The pattern in a drawing could be a symbol, text, or line, with the data being all pixels in the drawing. You could accomplish visual recognition of engineering drawings with the help of a well-trained algorithm.

The algorithm gets fed by symbols commonly found in engineering drawings. The AI examines several examples of symbol patterns. After a few cycles, AI learns to associate the graphic design on the drawing with the symbol type it represents. AI can detect the presence of a symbol within a drawing by analyzing symbol-forming pixels and their related locations.

Line Recognition

Lines in a drawing define the flow of the Piping and Instrumentation Diagram (PID). In contrast to a symbol, a line does not have a fixed shape. As a result, determining the margins of a line necessitates a different approach. For AI to build comprehension of a line, you must present several instances of marked lines.

AI can now distinguish the lines and edges on the drawing, thanks to this training. You can use this line-coordinate data to recreate lines on a digital platform in the future.

Other information can be retrieved, such as the length of the line or the components on a line. This line recognition can help pinpoint the data help within the drawing, helping it to become multi-functional and digitized with ease.

Text Recognition

It is just as crucial to read the text content in a drawing. Text on a drawing, such as tag numbers, notes, and holds, gives the drawing context. If a tag number cannot get linked to the matching symbol, image recognition is useless.

The mechanical or electrical conversion of images of typed, handwritten, or printed text into machine-encoded text, whether from a scanned document or a photo of a document, is known as Optical Character Recognition (OCR).

Text extraction consists of two parts: the position of the text and the content. The precise location of the text on the scanned image can be associated with image recognition to add metadata to the image. The digitized files can then be changed, searched, and stored more efficiently digitally.

For this matter, there are numerous ML-enhanced OCR approaches you can use to extract text from a scanned drawing.

For one, the text can be filtered using Natural Language Processing (NLP) to retrieve components that comply with a regular expression. A regular expression is a specific notation for describing matching patterns. NLP aids in the pattern-based filtering of text.

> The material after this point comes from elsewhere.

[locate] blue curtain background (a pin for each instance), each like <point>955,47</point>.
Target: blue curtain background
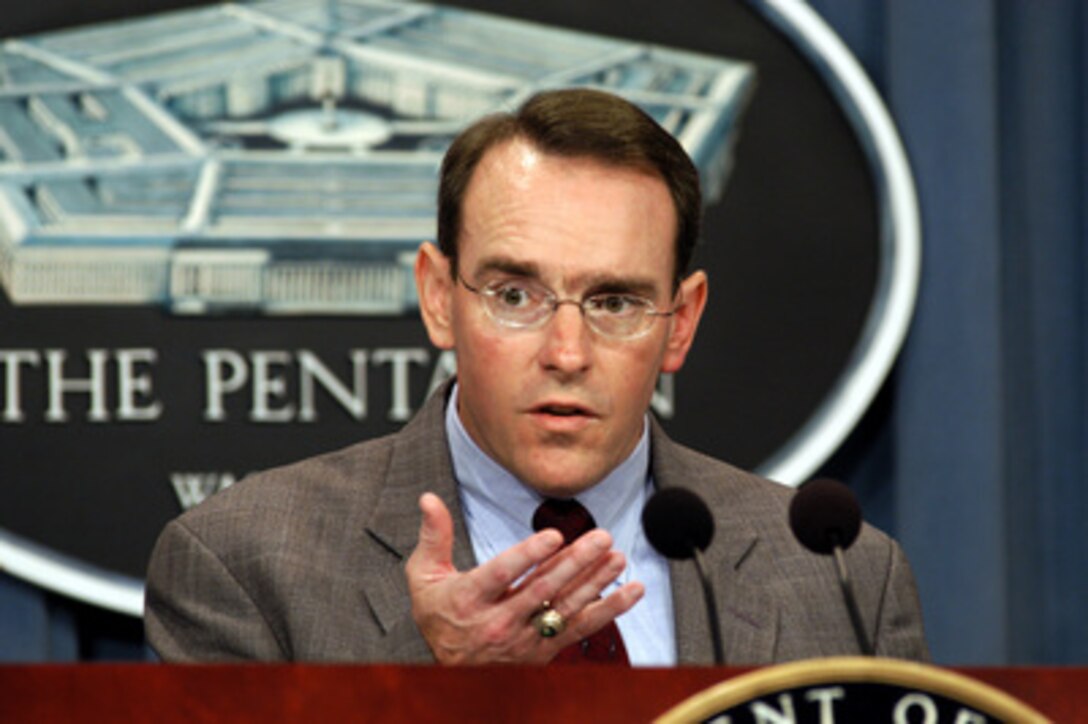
<point>974,453</point>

Thanks to Machine Learning-enhanced OCR, the global economic system is thrust into new digital realms at a breakneck pace.

Summation

Manual redrafting takes a long time and costs a lot of money. For example, replicating a drawing on a digital platform can take two to three days. However, with the emergence of Machine Learning-enhanced OCR, the paper drawing can be reproduced with AI in a matter of minutes, saving at least 50% of manual labor.